3. Stop obsessing about being single

Just because you haven’t gotten married, bought a house, or had a baby, you’re no less of an adult than anyone who has. (Re: stop comparing).

4. Stop thinking of your heart as broken

Your heart may be bruised, but it beats, and it feels, and it remembers how to love, if you’ll let it. You’ve been hurt, yes—badly. So have a lot of other people. Your heart is whole, beautiful, and full of love. Your love is a gift; give it where you know it will be treasured.
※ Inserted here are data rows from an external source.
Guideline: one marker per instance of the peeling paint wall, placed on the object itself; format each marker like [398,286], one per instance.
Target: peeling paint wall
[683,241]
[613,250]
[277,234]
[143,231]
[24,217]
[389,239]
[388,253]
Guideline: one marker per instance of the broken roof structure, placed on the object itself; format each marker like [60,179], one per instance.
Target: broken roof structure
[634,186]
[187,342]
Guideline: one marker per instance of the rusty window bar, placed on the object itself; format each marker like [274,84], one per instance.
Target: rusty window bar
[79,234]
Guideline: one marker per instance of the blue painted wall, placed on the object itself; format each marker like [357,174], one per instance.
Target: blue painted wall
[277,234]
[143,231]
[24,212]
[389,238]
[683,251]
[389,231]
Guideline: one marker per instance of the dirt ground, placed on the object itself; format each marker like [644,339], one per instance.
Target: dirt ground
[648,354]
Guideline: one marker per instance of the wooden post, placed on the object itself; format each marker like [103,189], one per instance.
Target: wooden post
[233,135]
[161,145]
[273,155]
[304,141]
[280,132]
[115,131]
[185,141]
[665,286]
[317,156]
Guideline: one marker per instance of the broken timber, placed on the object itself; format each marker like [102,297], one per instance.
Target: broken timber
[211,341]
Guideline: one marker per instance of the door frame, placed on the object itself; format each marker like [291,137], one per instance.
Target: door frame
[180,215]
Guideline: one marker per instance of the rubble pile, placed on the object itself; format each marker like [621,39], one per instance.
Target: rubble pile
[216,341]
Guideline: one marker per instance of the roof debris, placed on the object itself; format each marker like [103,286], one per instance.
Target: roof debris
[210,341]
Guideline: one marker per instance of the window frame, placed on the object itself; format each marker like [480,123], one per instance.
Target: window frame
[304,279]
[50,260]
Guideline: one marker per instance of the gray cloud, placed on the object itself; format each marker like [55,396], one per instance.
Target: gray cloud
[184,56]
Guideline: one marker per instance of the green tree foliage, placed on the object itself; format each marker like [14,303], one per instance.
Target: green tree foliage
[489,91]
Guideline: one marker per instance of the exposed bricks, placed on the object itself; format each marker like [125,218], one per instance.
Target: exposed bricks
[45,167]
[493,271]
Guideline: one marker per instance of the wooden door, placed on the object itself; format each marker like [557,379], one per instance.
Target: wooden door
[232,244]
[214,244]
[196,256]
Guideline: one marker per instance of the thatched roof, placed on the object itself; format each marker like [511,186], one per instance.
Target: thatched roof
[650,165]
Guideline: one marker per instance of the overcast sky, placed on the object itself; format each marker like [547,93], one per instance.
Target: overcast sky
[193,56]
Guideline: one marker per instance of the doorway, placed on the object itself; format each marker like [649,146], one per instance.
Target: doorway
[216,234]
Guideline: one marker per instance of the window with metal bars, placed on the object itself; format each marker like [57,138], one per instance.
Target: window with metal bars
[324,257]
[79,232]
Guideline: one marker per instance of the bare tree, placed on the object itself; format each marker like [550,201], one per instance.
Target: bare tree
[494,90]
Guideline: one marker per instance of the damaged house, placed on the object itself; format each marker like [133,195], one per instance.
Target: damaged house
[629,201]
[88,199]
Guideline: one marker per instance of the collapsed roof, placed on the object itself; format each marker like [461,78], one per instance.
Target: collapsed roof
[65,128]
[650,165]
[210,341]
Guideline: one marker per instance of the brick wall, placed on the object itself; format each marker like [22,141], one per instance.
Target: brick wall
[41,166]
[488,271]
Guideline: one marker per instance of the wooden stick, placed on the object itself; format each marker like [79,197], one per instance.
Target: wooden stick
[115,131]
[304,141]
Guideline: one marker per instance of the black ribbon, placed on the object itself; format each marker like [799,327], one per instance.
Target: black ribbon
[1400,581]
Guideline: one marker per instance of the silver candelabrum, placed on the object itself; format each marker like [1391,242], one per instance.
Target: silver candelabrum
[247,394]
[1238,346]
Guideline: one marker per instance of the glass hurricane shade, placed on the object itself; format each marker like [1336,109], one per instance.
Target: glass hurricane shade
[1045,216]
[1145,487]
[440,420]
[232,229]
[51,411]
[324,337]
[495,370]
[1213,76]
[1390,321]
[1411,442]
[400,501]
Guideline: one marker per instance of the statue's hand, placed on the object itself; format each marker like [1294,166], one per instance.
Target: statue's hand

Before you offer your heart to someone, check to see if he’s holding out his hand, ready to take it. If he’s not, it doesn’t mean you’re unworthy; it just means he’s not ready to hold something that precious and cherish it the way it deserves to be cherished. Don’t stand there thinking one day he’ll decide to hold out his hand and take it. When and if he’s ready, he will come to you and ask you to share it with him. If he never does, someone else will, because you’re worth it. Your heart is a one-of-a-kind, limitted edition jewel. It deserves to be treated as such.

5. At least once a day, tell yourself that you’re a strong, confident, woman of substance, comfortable with who you are, just as you are

Tell yourself this as many times as you need to until you believe it, and even when you do believe it.

Question

Do you make birthday resolutions? What have you resolved to do this year?